07 Apr - Pushing on to Pushkar

Day's run: 139 km
Total: 2,465 km
Start:  06:30 am
Saddle Time:   07:32
Total Climb:    360 m
Total Descent: 269 m
Average: 19.7 kph

I was awoken by a bleep from my phone at 5am. It was a message from Angie with more devastating news about dear Sandra's family. I get up and get going like an automaton, quietly so as not to disturb the other dorm sleepers. Outside, it is raining. So, back inside to rummage around for my rain jacket. Come on, this is Rajasthan in April.........what's happening to the world? And my leather saddle is all soggy.

As I go to hang a front pannier on the bike, I notice a rack bolt has worked it's way loose. Back inside again and another rummage for my toolkit. I'm glad I had the foresight to pack some Loctite......if I was really organised I would have loctited all the threads before I left. Anyway............eventually I get going and the rain stops once my legs have been nicely spattered with mud.

The news from Portugal has knocked the stuffing out of me. I just want to get back home now. I choose the easy but dull motorway route from Jaipur to Ajmer. It's flat and smooth, three lanes each way and mostly I get a hard shoulder to myself, ...........still fraught with danger with all types of vehicle coming towards you along the hard shoulder.
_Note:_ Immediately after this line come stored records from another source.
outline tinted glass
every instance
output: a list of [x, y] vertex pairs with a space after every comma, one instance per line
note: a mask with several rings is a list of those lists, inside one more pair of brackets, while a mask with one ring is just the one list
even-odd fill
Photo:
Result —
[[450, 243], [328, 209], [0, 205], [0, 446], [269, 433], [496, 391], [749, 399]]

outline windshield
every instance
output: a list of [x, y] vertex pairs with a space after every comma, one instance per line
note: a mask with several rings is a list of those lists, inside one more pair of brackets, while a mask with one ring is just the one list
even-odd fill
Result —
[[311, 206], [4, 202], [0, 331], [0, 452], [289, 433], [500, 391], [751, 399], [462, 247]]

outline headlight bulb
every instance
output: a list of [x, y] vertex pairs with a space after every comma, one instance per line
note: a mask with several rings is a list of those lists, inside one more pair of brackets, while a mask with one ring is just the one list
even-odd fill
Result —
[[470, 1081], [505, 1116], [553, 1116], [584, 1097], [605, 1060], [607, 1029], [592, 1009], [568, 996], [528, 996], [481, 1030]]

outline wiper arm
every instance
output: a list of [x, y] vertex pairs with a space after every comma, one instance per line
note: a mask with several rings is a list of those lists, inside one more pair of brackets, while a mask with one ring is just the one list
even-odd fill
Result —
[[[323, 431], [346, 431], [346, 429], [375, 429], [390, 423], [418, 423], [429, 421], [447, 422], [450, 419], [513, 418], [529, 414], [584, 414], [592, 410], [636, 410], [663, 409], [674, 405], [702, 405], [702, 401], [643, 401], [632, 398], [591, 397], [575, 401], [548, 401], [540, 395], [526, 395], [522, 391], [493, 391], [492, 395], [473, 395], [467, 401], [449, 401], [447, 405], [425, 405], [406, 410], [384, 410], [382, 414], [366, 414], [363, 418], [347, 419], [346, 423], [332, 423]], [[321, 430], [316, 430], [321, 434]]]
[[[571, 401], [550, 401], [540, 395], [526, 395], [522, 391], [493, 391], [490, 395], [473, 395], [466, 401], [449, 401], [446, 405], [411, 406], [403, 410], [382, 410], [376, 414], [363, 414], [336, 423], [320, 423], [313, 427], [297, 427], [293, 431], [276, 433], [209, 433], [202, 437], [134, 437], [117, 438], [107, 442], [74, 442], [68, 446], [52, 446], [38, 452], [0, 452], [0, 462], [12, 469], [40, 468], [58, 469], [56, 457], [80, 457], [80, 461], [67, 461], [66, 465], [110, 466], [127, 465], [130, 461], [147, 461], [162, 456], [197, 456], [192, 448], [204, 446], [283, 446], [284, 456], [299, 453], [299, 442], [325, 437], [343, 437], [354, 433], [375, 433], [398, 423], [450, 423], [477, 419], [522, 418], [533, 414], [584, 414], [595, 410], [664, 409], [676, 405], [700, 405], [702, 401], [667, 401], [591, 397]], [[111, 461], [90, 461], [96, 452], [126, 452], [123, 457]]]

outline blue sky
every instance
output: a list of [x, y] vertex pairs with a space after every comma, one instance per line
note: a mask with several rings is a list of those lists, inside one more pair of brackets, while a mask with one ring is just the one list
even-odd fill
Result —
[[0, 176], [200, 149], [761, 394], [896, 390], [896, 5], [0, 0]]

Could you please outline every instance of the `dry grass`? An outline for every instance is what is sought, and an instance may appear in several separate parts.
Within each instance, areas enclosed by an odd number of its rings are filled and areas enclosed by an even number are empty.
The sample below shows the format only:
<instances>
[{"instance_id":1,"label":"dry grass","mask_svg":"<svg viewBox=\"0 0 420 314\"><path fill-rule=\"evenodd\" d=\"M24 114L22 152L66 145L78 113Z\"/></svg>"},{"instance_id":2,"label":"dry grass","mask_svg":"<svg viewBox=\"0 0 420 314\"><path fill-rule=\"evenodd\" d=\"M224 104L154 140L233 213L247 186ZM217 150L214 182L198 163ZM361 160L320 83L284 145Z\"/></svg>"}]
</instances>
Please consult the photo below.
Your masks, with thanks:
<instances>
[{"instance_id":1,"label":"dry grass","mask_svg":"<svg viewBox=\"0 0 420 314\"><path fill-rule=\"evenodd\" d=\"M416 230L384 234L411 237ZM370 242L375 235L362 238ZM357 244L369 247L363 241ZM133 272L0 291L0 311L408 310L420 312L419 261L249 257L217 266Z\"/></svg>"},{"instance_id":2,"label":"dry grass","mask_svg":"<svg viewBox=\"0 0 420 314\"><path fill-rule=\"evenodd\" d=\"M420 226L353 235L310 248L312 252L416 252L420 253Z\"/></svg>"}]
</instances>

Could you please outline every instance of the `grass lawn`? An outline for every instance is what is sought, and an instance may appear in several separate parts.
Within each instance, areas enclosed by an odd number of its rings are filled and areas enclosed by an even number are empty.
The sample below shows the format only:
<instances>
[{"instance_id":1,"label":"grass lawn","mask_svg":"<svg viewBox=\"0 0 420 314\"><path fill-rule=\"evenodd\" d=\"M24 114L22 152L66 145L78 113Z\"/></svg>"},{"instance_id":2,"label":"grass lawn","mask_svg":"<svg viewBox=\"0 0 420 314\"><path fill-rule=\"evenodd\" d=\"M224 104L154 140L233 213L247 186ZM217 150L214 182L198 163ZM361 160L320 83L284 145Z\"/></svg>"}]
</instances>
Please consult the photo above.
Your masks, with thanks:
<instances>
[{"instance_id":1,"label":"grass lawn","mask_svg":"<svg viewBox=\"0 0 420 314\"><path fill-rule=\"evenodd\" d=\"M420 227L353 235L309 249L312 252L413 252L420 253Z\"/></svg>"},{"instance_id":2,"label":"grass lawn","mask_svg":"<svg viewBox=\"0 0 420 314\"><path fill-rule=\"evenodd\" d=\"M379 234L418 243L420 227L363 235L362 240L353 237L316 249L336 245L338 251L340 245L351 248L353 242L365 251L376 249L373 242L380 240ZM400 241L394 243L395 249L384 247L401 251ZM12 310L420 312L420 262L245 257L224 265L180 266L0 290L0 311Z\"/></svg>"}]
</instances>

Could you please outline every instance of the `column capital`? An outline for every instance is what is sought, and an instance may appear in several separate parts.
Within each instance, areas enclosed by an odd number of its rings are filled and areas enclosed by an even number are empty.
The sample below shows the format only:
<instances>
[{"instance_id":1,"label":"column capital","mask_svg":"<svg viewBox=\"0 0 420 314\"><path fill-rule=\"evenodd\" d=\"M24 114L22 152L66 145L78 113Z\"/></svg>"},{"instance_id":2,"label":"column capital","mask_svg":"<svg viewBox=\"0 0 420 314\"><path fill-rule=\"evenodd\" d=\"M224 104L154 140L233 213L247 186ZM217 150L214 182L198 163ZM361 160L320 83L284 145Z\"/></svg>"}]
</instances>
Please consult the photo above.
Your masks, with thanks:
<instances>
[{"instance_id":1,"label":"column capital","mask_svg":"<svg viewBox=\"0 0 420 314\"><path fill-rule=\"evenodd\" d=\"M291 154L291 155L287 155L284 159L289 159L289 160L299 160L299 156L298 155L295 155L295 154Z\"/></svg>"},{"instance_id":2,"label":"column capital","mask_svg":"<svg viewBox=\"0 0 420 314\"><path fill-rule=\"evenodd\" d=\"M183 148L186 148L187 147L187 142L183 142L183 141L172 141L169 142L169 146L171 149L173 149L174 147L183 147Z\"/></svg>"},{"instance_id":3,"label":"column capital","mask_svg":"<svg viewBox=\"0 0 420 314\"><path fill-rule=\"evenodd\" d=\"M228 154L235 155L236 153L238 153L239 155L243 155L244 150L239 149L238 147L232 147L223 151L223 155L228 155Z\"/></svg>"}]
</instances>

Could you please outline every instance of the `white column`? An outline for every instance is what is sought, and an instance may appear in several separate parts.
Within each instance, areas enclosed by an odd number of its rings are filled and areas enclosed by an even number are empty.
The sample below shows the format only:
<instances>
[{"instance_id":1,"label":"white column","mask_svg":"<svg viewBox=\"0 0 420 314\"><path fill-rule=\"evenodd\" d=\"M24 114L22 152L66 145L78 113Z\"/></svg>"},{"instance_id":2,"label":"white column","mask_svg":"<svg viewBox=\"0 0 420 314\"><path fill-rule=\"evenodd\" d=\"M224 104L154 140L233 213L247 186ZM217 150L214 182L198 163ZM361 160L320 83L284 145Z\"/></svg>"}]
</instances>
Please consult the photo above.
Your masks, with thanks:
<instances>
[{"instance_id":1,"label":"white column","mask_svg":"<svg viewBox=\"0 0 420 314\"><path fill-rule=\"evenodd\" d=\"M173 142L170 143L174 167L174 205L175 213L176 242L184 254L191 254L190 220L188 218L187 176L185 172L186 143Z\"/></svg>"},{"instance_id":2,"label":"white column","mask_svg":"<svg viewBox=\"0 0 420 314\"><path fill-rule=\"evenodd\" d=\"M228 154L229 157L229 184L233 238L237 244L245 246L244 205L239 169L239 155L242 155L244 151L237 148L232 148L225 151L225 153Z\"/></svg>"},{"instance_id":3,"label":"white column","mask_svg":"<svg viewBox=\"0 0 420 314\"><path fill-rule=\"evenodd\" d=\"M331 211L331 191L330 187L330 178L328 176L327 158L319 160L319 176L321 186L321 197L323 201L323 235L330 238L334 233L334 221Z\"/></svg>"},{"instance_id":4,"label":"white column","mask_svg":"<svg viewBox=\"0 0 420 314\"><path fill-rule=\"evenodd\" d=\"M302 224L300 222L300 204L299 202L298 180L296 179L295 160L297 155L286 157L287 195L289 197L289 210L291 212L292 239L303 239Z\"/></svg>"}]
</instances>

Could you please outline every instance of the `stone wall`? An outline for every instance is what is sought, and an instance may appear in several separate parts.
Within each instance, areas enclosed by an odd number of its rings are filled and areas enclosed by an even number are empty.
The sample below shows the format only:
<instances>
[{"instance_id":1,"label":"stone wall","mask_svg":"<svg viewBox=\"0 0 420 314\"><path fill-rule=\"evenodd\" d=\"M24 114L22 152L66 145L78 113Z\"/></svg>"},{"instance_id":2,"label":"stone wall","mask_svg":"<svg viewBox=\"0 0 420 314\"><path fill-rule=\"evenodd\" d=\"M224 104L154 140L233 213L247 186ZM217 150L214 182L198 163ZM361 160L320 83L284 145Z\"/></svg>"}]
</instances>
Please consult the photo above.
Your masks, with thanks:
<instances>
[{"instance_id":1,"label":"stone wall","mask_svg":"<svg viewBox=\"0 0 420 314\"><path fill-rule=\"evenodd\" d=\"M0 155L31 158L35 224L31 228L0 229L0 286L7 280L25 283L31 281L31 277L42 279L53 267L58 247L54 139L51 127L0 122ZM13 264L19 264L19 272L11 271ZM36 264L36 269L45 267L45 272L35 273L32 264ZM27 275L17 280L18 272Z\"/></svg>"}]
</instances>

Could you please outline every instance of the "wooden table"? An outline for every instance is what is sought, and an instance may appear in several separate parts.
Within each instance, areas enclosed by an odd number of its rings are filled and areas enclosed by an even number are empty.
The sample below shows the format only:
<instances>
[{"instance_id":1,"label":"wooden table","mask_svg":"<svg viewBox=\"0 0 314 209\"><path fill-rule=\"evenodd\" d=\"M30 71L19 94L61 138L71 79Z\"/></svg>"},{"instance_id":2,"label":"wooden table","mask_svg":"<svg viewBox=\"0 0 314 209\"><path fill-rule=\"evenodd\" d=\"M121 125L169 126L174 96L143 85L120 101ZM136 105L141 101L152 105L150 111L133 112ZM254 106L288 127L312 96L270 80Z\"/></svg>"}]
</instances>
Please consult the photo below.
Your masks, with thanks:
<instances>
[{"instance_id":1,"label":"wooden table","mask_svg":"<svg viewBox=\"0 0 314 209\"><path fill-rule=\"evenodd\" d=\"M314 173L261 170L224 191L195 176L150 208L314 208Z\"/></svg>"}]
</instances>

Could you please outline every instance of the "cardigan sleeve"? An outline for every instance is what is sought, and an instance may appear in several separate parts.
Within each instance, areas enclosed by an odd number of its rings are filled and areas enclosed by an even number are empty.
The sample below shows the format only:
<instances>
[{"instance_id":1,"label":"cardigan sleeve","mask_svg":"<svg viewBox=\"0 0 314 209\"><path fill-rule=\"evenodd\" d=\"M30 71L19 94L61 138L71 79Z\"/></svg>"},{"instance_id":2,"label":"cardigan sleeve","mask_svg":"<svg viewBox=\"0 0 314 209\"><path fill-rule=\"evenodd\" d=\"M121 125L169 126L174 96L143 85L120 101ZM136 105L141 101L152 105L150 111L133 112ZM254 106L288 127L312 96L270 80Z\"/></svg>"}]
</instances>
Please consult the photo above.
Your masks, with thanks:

The final phase of my journey - it's 800 km from Delhi to Udaipur.
Every local I talk to on my numerous tea breaks asks if I'm going to Pushkar. I check it out in Lonely Planet. A bit far but it sounds interesting. I knuckle down for a long day in the saddle. Music on and pedal. Bob Marley said the good thing about music was that it doesn't hurt when it hits you.

What are all these trucks doing in MY lane? Looks like an accident ahead.

Yes, there is. I wiggle through and am on my way with an empty motorway to myself. There are no police around to control the incident, but I notice a token traffic cone has been put out just in case you didn't realise the road was blocked.  Being India, all the trucks do a U turn, drive back down the motorway, cross over through a gap in the central reservation and drive along on the other side of the motorway against the oncoming traffic! That would be a recipe for a major disaster anywhere else in the world.

Under all this tat is a motorbike. The man waving sells the tat to lorry drivers to pimp up their vehicles. The idea is to dangle as much as possible in your cab so that you can't see what's about to hit you. Seat belts are optional.

Ajmer Lake

Looking back at Ajmer and the lake as I start to climb Snake Mountain, the sting in the tail that separates Ajmer from Pushkar

........and down some nice hairpins on the other side.

See! I don't always end up in flea-pits. I splash out 600 rupees for a poolside room and enjoy a cold beer and a swim. I'm taking a day off here tomorrow.